I could say something melodramatic, like I was looking at my reflection, and I couldn’t stand the monster staring back at me. But I wasn’t even looking at the reflective part, just turning the mirror over in my hand like a stone.
(It wasn’t until I picked up the broken pieces that I saw Neelie’s eye staring back at me, her mouth open to speak. I got scared. I’ll admit that. I got scared. I came here to find her; she’s my little girl, but she still terrifies me.)

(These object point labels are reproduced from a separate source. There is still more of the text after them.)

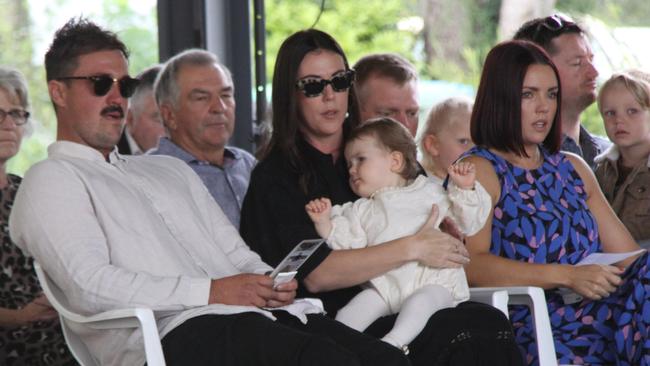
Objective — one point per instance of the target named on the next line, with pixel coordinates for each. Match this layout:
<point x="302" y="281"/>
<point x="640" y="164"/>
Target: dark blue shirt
<point x="227" y="183"/>
<point x="589" y="146"/>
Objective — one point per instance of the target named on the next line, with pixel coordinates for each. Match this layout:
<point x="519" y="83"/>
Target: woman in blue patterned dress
<point x="548" y="214"/>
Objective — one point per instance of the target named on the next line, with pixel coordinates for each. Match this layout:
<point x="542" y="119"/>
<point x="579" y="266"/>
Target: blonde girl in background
<point x="396" y="201"/>
<point x="446" y="135"/>
<point x="623" y="170"/>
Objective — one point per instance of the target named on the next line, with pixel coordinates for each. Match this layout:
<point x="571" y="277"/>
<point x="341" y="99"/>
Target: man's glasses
<point x="20" y="116"/>
<point x="313" y="87"/>
<point x="102" y="84"/>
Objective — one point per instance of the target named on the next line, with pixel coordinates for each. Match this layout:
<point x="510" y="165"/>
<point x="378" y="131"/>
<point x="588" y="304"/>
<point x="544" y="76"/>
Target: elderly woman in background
<point x="29" y="329"/>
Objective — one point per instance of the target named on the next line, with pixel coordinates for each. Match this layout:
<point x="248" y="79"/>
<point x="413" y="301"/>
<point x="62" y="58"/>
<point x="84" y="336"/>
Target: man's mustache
<point x="113" y="109"/>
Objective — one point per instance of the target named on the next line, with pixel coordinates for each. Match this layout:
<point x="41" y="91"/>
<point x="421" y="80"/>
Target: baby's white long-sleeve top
<point x="395" y="212"/>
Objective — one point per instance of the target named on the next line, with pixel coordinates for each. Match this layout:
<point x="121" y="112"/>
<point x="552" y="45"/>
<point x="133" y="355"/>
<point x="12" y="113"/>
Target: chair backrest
<point x="60" y="302"/>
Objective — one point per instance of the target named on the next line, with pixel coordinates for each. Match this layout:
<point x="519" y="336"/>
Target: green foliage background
<point x="361" y="27"/>
<point x="18" y="51"/>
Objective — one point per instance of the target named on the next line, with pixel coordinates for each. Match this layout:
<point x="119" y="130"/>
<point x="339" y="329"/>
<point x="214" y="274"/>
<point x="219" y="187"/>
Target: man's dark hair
<point x="388" y="65"/>
<point x="496" y="117"/>
<point x="542" y="31"/>
<point x="78" y="37"/>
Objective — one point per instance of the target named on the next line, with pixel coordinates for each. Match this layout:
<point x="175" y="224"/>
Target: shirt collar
<point x="76" y="150"/>
<point x="133" y="145"/>
<point x="612" y="154"/>
<point x="168" y="147"/>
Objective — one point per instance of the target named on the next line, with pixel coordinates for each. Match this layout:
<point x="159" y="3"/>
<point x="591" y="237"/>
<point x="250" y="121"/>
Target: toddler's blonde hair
<point x="637" y="82"/>
<point x="440" y="118"/>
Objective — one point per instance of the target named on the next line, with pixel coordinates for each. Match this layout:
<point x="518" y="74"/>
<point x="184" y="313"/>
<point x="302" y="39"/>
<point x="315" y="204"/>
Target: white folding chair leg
<point x="494" y="296"/>
<point x="534" y="298"/>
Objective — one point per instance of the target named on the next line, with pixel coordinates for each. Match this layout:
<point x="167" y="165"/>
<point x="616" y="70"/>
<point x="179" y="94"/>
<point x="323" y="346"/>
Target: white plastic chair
<point x="534" y="298"/>
<point x="121" y="318"/>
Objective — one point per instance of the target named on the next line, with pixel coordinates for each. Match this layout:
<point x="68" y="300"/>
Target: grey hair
<point x="144" y="88"/>
<point x="14" y="83"/>
<point x="166" y="86"/>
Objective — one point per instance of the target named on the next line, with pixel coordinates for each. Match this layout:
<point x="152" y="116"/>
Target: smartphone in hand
<point x="288" y="268"/>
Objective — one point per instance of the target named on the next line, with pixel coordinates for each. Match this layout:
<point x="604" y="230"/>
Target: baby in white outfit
<point x="396" y="202"/>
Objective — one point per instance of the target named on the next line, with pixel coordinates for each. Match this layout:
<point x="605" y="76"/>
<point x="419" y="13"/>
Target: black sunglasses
<point x="313" y="87"/>
<point x="102" y="84"/>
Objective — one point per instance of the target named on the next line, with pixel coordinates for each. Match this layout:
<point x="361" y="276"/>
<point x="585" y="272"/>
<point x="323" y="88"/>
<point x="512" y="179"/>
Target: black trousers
<point x="471" y="334"/>
<point x="253" y="339"/>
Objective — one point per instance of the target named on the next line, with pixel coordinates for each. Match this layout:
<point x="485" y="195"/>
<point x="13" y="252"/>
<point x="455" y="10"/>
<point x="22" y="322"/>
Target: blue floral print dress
<point x="542" y="217"/>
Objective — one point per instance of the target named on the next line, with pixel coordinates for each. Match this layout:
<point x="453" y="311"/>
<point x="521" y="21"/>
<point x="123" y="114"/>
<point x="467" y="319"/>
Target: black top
<point x="273" y="217"/>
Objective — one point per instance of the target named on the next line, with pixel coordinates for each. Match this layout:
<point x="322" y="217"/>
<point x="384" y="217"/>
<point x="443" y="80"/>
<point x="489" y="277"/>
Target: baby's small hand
<point x="463" y="174"/>
<point x="319" y="209"/>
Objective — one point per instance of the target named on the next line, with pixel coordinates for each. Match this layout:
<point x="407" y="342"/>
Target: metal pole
<point x="260" y="66"/>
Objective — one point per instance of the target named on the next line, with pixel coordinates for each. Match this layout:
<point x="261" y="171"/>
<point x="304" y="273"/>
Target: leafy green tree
<point x="361" y="27"/>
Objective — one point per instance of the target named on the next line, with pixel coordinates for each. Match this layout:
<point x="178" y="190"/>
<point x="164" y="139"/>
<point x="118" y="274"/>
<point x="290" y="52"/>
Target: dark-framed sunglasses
<point x="102" y="84"/>
<point x="312" y="87"/>
<point x="20" y="116"/>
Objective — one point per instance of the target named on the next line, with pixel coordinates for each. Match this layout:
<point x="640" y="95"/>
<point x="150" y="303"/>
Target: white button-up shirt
<point x="133" y="231"/>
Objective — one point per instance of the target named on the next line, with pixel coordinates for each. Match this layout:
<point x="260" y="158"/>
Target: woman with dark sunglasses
<point x="314" y="108"/>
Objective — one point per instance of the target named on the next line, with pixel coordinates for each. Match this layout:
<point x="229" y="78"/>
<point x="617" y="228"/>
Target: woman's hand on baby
<point x="319" y="209"/>
<point x="437" y="249"/>
<point x="594" y="281"/>
<point x="463" y="174"/>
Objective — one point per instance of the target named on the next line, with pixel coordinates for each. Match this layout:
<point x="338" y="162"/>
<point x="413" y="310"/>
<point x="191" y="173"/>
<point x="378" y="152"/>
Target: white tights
<point x="416" y="310"/>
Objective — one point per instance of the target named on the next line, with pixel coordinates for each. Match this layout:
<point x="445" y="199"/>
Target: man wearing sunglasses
<point x="143" y="123"/>
<point x="116" y="231"/>
<point x="567" y="44"/>
<point x="195" y="93"/>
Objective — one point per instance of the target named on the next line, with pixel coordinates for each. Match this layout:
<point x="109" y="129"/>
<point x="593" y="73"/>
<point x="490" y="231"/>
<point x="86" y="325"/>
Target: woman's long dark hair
<point x="286" y="112"/>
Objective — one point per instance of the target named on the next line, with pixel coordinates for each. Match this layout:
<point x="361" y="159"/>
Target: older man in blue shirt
<point x="194" y="92"/>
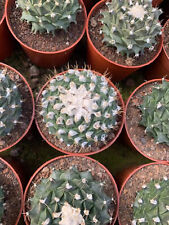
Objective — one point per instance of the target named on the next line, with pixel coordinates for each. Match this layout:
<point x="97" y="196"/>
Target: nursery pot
<point x="82" y="163"/>
<point x="13" y="193"/>
<point x="133" y="182"/>
<point x="86" y="153"/>
<point x="26" y="109"/>
<point x="135" y="133"/>
<point x="102" y="64"/>
<point x="45" y="58"/>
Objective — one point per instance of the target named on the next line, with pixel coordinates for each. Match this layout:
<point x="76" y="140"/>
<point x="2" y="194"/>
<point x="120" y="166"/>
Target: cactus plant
<point x="130" y="26"/>
<point x="69" y="197"/>
<point x="10" y="103"/>
<point x="80" y="108"/>
<point x="154" y="111"/>
<point x="151" y="204"/>
<point x="1" y="203"/>
<point x="49" y="15"/>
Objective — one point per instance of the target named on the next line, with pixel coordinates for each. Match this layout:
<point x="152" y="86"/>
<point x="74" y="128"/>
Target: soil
<point x="134" y="184"/>
<point x="12" y="194"/>
<point x="144" y="142"/>
<point x="110" y="52"/>
<point x="75" y="148"/>
<point x="2" y="6"/>
<point x="82" y="164"/>
<point x="27" y="110"/>
<point x="166" y="38"/>
<point x="45" y="42"/>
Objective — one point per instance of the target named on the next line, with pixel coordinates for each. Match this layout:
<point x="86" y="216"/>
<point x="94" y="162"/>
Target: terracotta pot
<point x="6" y="40"/>
<point x="45" y="59"/>
<point x="88" y="153"/>
<point x="70" y="156"/>
<point x="130" y="176"/>
<point x="100" y="63"/>
<point x="128" y="139"/>
<point x="20" y="189"/>
<point x="33" y="107"/>
<point x="160" y="67"/>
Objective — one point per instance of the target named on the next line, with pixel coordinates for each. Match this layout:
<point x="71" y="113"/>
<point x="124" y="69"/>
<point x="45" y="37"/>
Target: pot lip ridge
<point x="20" y="185"/>
<point x="108" y="60"/>
<point x="105" y="146"/>
<point x="66" y="156"/>
<point x="33" y="106"/>
<point x="45" y="52"/>
<point x="125" y="116"/>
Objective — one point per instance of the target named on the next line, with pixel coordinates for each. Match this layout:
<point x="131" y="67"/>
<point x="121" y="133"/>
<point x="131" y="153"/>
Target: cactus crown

I had all this nervous energy, and I had to let it out somehow. I used to do that with drink. My brain would spin and spin, there was no other way to shut it down. After the accident, I quit, cold turkey. I’ve been sober for three years, eight months, and thirteen days. A recovering alcoholic, mind you; there’s no such thing as cured.
I saw Neelie inside the station yesterday. Every other time, she’s been out on the ice. Ricky was drawing, and she was looking over his shoulder. It reminded me of the way she used to watch me cook, not asking questions but intently studying everything I did and recording behind her eyes, chewing on the ends of her hair the whole while. I didn’t hit Ricky. I wanted to.
(I’ve waited so long for her t
o come inside, and when she did, I ran away. Her eyes recorded everything; what if she doesn’t forgive me for the last moments of her life? My little girl turned and stretched out her hand, and I ran away.)
Could I have stopped the car? I wasn’t drunk, only buzzed.
It was late, foggy; Neelie shouldn’t have been out of bed. The babysitter should have been watching her …
No. I can’t shift the blame. Neelie liked to run out to meet my car. It didn’t matter whether I’d been gone an hour or a whole day. I knew that. I should have been paying more attention.
(I was.)
(Neelie … I could never get over her eyes. Deep down, in the truest and darkest part of myself, love wasn’t enough. I couldn’t get over her eyes. I was one of the lucky ones. All her limbs were in the right place, but her eyes … she was out of phase with my reality. Can poison in the ground do that? Sometimes, she looked just like a normal little girl, like the other children on our block after we moved. And sometimes, her eyes were flat black. Polished stone. Static-shot. She would look at me like she was tuning in something very far away or sending everything I was doing elsewhere. Did she know? Was she always judging me for what happened in the last moments of her life, or was it that I thought she was judging me that caused my decision?)
The car. There was a heartbeat’s worth of space. Two. I took a breath, let it all the way out with her frail body pinned in the headlights. The fog made tendrils, swirling around her. She looked right at me with those eyes. Recording. She didn’t look human. I wasn’t drunk. I was scared, scared of my little girl.
I took a breath and let it all the way out, and my foot didn’t move from the gas to the brake. Neelie bled out a few feet from our door. I didn’t cry. I just cradled my baby’s head in my lap and stroked her hair.